In Cradle to Cradle, McDonough and Braungart argue that the conflict between industry and the environment is not an indictment of commerce but an outgrowth of purely opportunistic design. The design of products and manufacturing systems growing out of the Industrial Revolution reflected the spirit of the day-and yielded a host of unintended yet tragic consequences.
Today, with our growing knowledge of the living earth, design can reflect a new spirit. In fact, the authors write, when designers employ the intelligence of natural systems—the effectiveness of nutrient cycling, the abundance of the sun's energy—they can create products, industrial systems, buildings, even regional plans that allow nature and commerce to fruitfully co-exist.

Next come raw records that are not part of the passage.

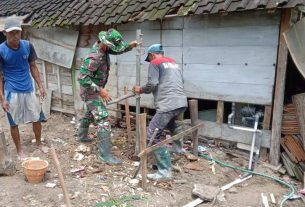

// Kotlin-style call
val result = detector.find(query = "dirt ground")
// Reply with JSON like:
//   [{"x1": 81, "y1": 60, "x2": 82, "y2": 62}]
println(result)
[{"x1": 0, "y1": 113, "x2": 304, "y2": 207}]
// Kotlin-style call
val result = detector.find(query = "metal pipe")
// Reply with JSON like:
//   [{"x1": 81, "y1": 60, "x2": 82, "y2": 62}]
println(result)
[
  {"x1": 228, "y1": 102, "x2": 262, "y2": 134},
  {"x1": 135, "y1": 29, "x2": 142, "y2": 154}
]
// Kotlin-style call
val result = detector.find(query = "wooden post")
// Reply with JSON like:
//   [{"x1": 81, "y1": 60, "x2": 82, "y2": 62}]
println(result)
[
  {"x1": 41, "y1": 60, "x2": 48, "y2": 89},
  {"x1": 138, "y1": 113, "x2": 147, "y2": 190},
  {"x1": 124, "y1": 86, "x2": 132, "y2": 142},
  {"x1": 259, "y1": 106, "x2": 271, "y2": 162},
  {"x1": 216, "y1": 101, "x2": 224, "y2": 124},
  {"x1": 292, "y1": 93, "x2": 305, "y2": 149},
  {"x1": 189, "y1": 100, "x2": 198, "y2": 155},
  {"x1": 270, "y1": 9, "x2": 291, "y2": 166},
  {"x1": 51, "y1": 146, "x2": 72, "y2": 207},
  {"x1": 54, "y1": 65, "x2": 63, "y2": 109}
]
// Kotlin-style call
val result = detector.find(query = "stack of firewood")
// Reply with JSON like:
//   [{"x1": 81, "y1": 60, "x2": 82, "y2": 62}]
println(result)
[{"x1": 281, "y1": 94, "x2": 305, "y2": 180}]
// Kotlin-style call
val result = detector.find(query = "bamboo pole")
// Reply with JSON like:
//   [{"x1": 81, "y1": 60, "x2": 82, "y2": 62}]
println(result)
[
  {"x1": 138, "y1": 123, "x2": 203, "y2": 158},
  {"x1": 51, "y1": 146, "x2": 72, "y2": 207},
  {"x1": 138, "y1": 113, "x2": 147, "y2": 190},
  {"x1": 124, "y1": 86, "x2": 132, "y2": 142}
]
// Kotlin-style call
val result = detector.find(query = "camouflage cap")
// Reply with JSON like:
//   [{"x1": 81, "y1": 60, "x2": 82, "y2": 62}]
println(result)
[{"x1": 98, "y1": 29, "x2": 128, "y2": 52}]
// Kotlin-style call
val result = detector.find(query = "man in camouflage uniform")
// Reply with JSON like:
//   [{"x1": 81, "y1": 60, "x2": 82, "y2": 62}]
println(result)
[{"x1": 78, "y1": 29, "x2": 138, "y2": 164}]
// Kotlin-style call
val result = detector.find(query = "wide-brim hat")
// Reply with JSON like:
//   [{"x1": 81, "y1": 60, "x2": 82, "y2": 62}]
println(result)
[
  {"x1": 98, "y1": 29, "x2": 128, "y2": 52},
  {"x1": 3, "y1": 18, "x2": 22, "y2": 32},
  {"x1": 145, "y1": 44, "x2": 164, "y2": 62}
]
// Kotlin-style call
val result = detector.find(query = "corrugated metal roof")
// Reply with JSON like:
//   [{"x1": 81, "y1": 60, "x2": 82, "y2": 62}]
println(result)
[{"x1": 0, "y1": 0, "x2": 305, "y2": 27}]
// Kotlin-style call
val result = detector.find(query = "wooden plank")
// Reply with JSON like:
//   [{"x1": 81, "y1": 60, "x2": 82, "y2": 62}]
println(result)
[
  {"x1": 183, "y1": 25, "x2": 279, "y2": 47},
  {"x1": 216, "y1": 101, "x2": 224, "y2": 124},
  {"x1": 284, "y1": 18, "x2": 305, "y2": 78},
  {"x1": 117, "y1": 46, "x2": 183, "y2": 66},
  {"x1": 138, "y1": 123, "x2": 203, "y2": 157},
  {"x1": 263, "y1": 106, "x2": 272, "y2": 129},
  {"x1": 184, "y1": 79, "x2": 273, "y2": 105},
  {"x1": 42, "y1": 89, "x2": 52, "y2": 119},
  {"x1": 189, "y1": 100, "x2": 198, "y2": 155},
  {"x1": 118, "y1": 17, "x2": 183, "y2": 30},
  {"x1": 29, "y1": 27, "x2": 79, "y2": 68},
  {"x1": 53, "y1": 65, "x2": 63, "y2": 107},
  {"x1": 138, "y1": 113, "x2": 147, "y2": 190},
  {"x1": 118, "y1": 28, "x2": 161, "y2": 46},
  {"x1": 199, "y1": 121, "x2": 271, "y2": 148},
  {"x1": 270, "y1": 9, "x2": 291, "y2": 166},
  {"x1": 183, "y1": 45, "x2": 277, "y2": 66},
  {"x1": 183, "y1": 64, "x2": 275, "y2": 86},
  {"x1": 51, "y1": 106, "x2": 75, "y2": 115},
  {"x1": 292, "y1": 93, "x2": 305, "y2": 149}
]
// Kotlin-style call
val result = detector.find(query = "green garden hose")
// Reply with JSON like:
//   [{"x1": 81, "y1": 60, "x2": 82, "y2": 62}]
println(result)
[{"x1": 199, "y1": 153, "x2": 296, "y2": 207}]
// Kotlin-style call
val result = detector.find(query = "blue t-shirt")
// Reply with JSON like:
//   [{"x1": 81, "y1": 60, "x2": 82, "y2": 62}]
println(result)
[{"x1": 0, "y1": 40, "x2": 37, "y2": 93}]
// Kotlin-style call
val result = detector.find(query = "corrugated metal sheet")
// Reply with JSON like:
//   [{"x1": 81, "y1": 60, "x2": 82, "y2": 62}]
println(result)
[{"x1": 0, "y1": 0, "x2": 305, "y2": 27}]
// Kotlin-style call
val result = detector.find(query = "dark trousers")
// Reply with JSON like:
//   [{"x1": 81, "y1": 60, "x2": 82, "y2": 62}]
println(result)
[{"x1": 147, "y1": 107, "x2": 186, "y2": 144}]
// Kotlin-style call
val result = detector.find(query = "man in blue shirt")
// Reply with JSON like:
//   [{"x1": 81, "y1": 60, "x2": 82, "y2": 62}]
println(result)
[{"x1": 0, "y1": 18, "x2": 46, "y2": 159}]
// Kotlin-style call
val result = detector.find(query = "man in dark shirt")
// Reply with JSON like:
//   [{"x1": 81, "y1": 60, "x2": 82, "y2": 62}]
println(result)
[{"x1": 133, "y1": 44, "x2": 187, "y2": 180}]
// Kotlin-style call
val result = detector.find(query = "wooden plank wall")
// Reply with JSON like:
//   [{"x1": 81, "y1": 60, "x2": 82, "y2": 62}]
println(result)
[
  {"x1": 72, "y1": 27, "x2": 118, "y2": 117},
  {"x1": 183, "y1": 12, "x2": 279, "y2": 105},
  {"x1": 36, "y1": 59, "x2": 75, "y2": 114},
  {"x1": 117, "y1": 11, "x2": 280, "y2": 108}
]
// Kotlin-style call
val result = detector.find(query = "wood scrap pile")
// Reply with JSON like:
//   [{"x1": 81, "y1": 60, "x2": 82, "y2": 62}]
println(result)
[
  {"x1": 282, "y1": 103, "x2": 300, "y2": 135},
  {"x1": 281, "y1": 93, "x2": 305, "y2": 180}
]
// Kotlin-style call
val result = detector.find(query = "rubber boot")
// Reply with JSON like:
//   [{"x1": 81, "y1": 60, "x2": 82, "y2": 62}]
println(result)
[
  {"x1": 169, "y1": 126, "x2": 185, "y2": 154},
  {"x1": 78, "y1": 119, "x2": 93, "y2": 142},
  {"x1": 97, "y1": 128, "x2": 122, "y2": 165},
  {"x1": 147, "y1": 147, "x2": 172, "y2": 181}
]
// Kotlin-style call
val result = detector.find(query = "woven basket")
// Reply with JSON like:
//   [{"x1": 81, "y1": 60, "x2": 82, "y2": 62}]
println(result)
[{"x1": 21, "y1": 160, "x2": 49, "y2": 183}]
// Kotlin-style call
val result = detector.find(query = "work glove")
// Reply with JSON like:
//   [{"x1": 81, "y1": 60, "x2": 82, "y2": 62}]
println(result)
[
  {"x1": 100, "y1": 88, "x2": 111, "y2": 103},
  {"x1": 132, "y1": 86, "x2": 142, "y2": 94}
]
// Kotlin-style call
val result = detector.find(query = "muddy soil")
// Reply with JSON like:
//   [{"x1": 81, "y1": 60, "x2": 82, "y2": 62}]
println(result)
[{"x1": 0, "y1": 113, "x2": 305, "y2": 207}]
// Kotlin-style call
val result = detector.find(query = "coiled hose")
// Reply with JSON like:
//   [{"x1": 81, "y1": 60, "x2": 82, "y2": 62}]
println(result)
[{"x1": 199, "y1": 153, "x2": 296, "y2": 207}]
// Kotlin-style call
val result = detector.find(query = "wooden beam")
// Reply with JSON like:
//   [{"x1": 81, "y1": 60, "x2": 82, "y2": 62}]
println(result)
[
  {"x1": 216, "y1": 101, "x2": 224, "y2": 124},
  {"x1": 259, "y1": 106, "x2": 272, "y2": 162},
  {"x1": 51, "y1": 146, "x2": 72, "y2": 207},
  {"x1": 138, "y1": 123, "x2": 203, "y2": 157},
  {"x1": 124, "y1": 86, "x2": 132, "y2": 142},
  {"x1": 138, "y1": 113, "x2": 147, "y2": 190},
  {"x1": 270, "y1": 9, "x2": 291, "y2": 166},
  {"x1": 199, "y1": 121, "x2": 271, "y2": 148},
  {"x1": 292, "y1": 93, "x2": 305, "y2": 149},
  {"x1": 263, "y1": 106, "x2": 271, "y2": 130},
  {"x1": 189, "y1": 100, "x2": 198, "y2": 155}
]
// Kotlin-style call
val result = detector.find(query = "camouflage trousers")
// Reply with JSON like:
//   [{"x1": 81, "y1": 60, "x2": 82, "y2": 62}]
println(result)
[
  {"x1": 147, "y1": 107, "x2": 186, "y2": 144},
  {"x1": 80, "y1": 87, "x2": 109, "y2": 128}
]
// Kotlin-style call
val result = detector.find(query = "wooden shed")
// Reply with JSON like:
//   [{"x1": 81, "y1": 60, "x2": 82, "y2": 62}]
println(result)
[{"x1": 0, "y1": 0, "x2": 305, "y2": 165}]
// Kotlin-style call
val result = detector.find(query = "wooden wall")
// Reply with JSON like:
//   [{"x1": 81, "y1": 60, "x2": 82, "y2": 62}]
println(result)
[{"x1": 117, "y1": 11, "x2": 280, "y2": 108}]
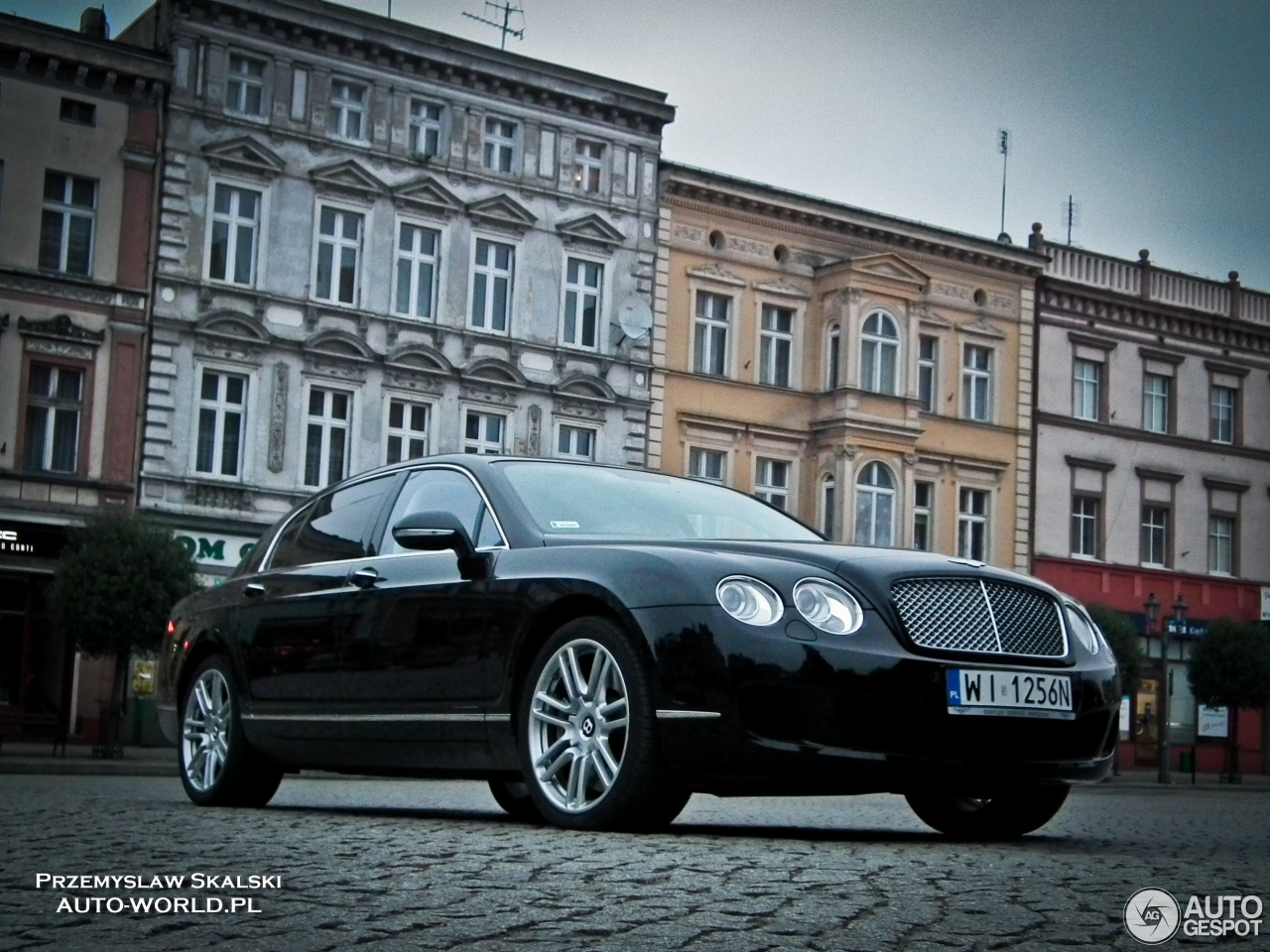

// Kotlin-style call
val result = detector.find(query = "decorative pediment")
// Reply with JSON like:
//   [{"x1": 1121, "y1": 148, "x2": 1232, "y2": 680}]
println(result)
[
  {"x1": 557, "y1": 212, "x2": 626, "y2": 250},
  {"x1": 18, "y1": 313, "x2": 105, "y2": 346},
  {"x1": 689, "y1": 264, "x2": 747, "y2": 289},
  {"x1": 301, "y1": 330, "x2": 375, "y2": 361},
  {"x1": 756, "y1": 278, "x2": 812, "y2": 299},
  {"x1": 194, "y1": 311, "x2": 272, "y2": 344},
  {"x1": 553, "y1": 373, "x2": 617, "y2": 401},
  {"x1": 393, "y1": 176, "x2": 463, "y2": 217},
  {"x1": 309, "y1": 159, "x2": 385, "y2": 198},
  {"x1": 385, "y1": 341, "x2": 454, "y2": 373},
  {"x1": 463, "y1": 357, "x2": 528, "y2": 386},
  {"x1": 203, "y1": 136, "x2": 286, "y2": 178},
  {"x1": 467, "y1": 194, "x2": 537, "y2": 235}
]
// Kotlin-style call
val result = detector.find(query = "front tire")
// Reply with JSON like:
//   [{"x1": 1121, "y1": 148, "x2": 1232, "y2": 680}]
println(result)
[
  {"x1": 181, "y1": 654, "x2": 282, "y2": 806},
  {"x1": 518, "y1": 617, "x2": 690, "y2": 830},
  {"x1": 904, "y1": 783, "x2": 1071, "y2": 840}
]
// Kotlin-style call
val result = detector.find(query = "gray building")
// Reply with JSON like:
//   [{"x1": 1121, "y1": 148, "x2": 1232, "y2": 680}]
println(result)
[{"x1": 124, "y1": 0, "x2": 675, "y2": 574}]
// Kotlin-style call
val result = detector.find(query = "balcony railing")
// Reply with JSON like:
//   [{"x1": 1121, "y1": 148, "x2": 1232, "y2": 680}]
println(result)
[{"x1": 1029, "y1": 230, "x2": 1270, "y2": 325}]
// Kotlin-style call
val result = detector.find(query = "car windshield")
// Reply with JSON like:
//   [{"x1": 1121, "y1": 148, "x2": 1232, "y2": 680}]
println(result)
[{"x1": 502, "y1": 462, "x2": 821, "y2": 542}]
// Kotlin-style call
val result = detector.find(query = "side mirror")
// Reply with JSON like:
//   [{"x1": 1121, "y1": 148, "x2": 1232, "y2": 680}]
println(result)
[{"x1": 393, "y1": 512, "x2": 489, "y2": 581}]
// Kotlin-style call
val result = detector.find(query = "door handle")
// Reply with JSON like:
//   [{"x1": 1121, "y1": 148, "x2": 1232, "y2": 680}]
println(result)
[{"x1": 348, "y1": 568, "x2": 380, "y2": 589}]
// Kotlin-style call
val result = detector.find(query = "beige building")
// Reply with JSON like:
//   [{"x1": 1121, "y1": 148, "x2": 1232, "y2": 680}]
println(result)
[{"x1": 649, "y1": 164, "x2": 1045, "y2": 570}]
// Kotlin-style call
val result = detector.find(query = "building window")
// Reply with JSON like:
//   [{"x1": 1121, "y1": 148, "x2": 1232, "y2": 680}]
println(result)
[
  {"x1": 194, "y1": 371, "x2": 246, "y2": 477},
  {"x1": 1142, "y1": 505, "x2": 1169, "y2": 568},
  {"x1": 572, "y1": 139, "x2": 604, "y2": 191},
  {"x1": 327, "y1": 80, "x2": 367, "y2": 142},
  {"x1": 393, "y1": 222, "x2": 441, "y2": 321},
  {"x1": 59, "y1": 99, "x2": 96, "y2": 126},
  {"x1": 689, "y1": 448, "x2": 727, "y2": 484},
  {"x1": 314, "y1": 205, "x2": 362, "y2": 304},
  {"x1": 825, "y1": 323, "x2": 842, "y2": 390},
  {"x1": 913, "y1": 480, "x2": 935, "y2": 552},
  {"x1": 562, "y1": 258, "x2": 604, "y2": 350},
  {"x1": 305, "y1": 387, "x2": 353, "y2": 486},
  {"x1": 1072, "y1": 496, "x2": 1102, "y2": 558},
  {"x1": 1207, "y1": 516, "x2": 1234, "y2": 575},
  {"x1": 1207, "y1": 387, "x2": 1239, "y2": 443},
  {"x1": 917, "y1": 336, "x2": 940, "y2": 414},
  {"x1": 225, "y1": 54, "x2": 264, "y2": 115},
  {"x1": 384, "y1": 400, "x2": 428, "y2": 463},
  {"x1": 961, "y1": 344, "x2": 992, "y2": 422},
  {"x1": 693, "y1": 291, "x2": 731, "y2": 377},
  {"x1": 1142, "y1": 373, "x2": 1174, "y2": 432},
  {"x1": 956, "y1": 489, "x2": 988, "y2": 562},
  {"x1": 821, "y1": 473, "x2": 838, "y2": 539},
  {"x1": 463, "y1": 410, "x2": 507, "y2": 456},
  {"x1": 856, "y1": 463, "x2": 895, "y2": 545},
  {"x1": 27, "y1": 363, "x2": 83, "y2": 473},
  {"x1": 40, "y1": 172, "x2": 96, "y2": 274},
  {"x1": 557, "y1": 422, "x2": 595, "y2": 459},
  {"x1": 410, "y1": 99, "x2": 441, "y2": 156},
  {"x1": 754, "y1": 457, "x2": 790, "y2": 511},
  {"x1": 481, "y1": 117, "x2": 516, "y2": 173},
  {"x1": 207, "y1": 182, "x2": 260, "y2": 287},
  {"x1": 758, "y1": 304, "x2": 794, "y2": 387},
  {"x1": 1072, "y1": 359, "x2": 1102, "y2": 420},
  {"x1": 472, "y1": 239, "x2": 516, "y2": 334},
  {"x1": 860, "y1": 311, "x2": 899, "y2": 391}
]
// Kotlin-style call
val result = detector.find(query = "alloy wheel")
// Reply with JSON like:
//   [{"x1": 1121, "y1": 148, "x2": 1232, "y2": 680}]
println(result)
[
  {"x1": 181, "y1": 667, "x2": 232, "y2": 793},
  {"x1": 528, "y1": 639, "x2": 630, "y2": 813}
]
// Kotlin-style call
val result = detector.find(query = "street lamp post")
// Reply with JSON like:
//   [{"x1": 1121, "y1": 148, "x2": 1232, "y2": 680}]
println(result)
[{"x1": 1142, "y1": 591, "x2": 1169, "y2": 783}]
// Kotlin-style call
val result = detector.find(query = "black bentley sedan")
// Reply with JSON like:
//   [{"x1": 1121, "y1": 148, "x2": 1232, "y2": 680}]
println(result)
[{"x1": 160, "y1": 456, "x2": 1120, "y2": 838}]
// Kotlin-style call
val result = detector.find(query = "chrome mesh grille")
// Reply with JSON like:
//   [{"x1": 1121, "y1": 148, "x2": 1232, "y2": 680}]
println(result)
[{"x1": 890, "y1": 579, "x2": 1067, "y2": 657}]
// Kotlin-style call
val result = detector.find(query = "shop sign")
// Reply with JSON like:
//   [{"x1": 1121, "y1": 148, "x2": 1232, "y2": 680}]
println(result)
[
  {"x1": 0, "y1": 521, "x2": 66, "y2": 558},
  {"x1": 1197, "y1": 704, "x2": 1228, "y2": 738},
  {"x1": 177, "y1": 530, "x2": 257, "y2": 568}
]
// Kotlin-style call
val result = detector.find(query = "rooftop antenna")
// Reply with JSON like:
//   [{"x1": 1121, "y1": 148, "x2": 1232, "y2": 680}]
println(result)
[
  {"x1": 463, "y1": 0, "x2": 525, "y2": 50},
  {"x1": 1061, "y1": 195, "x2": 1080, "y2": 248},
  {"x1": 997, "y1": 130, "x2": 1011, "y2": 245}
]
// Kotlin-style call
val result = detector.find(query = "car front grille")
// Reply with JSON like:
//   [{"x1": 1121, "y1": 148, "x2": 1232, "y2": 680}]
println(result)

Cradle to Cradle maps the lineaments of McDonough and Braungart's new design paradigm, offering practical steps on how to innovate within today's economic environment. Part social history, part green business primer, part design manual, the book makes plain that the re-invention of human industry is not only within our grasp, it is our best hope for a future of sustaining prosperity.
In addition to describing the hopeful, nature-inspired design principles that are making industry both prosperous and sustainable, the book itself is a physical symbol of the changes to come. It is printed on a synthetic 'paper,' made from plastic resins and inorganic fillers, designed to look and feel like top quality paper while also being waterproof and rugged. And the book can be easily recycled in localities with systems to collect polypropylene, like that in yogurt containers. This 'treeless' book points the way toward the day when synthetic books, like many other products, can be used, recycled, and used again without losing any material quality—in cradle to cradle cycles.
Imagine a world in which all the things we make, use, and consume provide nutrition for nature and industry—a world in which growth is good and human activity generates a delightful, restorative ecological footprint.
"While this may seem like heresy to many in the world of sustainable development, the destructive qualities of today’s cradle-to-grave industrial system can be seen as the result of a fundamental design problem, not the inevitable outcome of consumption and economic activity. Indeed, good design&mdashrincipled design based on the laws of nature—can transform the making and consumption of things into a regenerative force.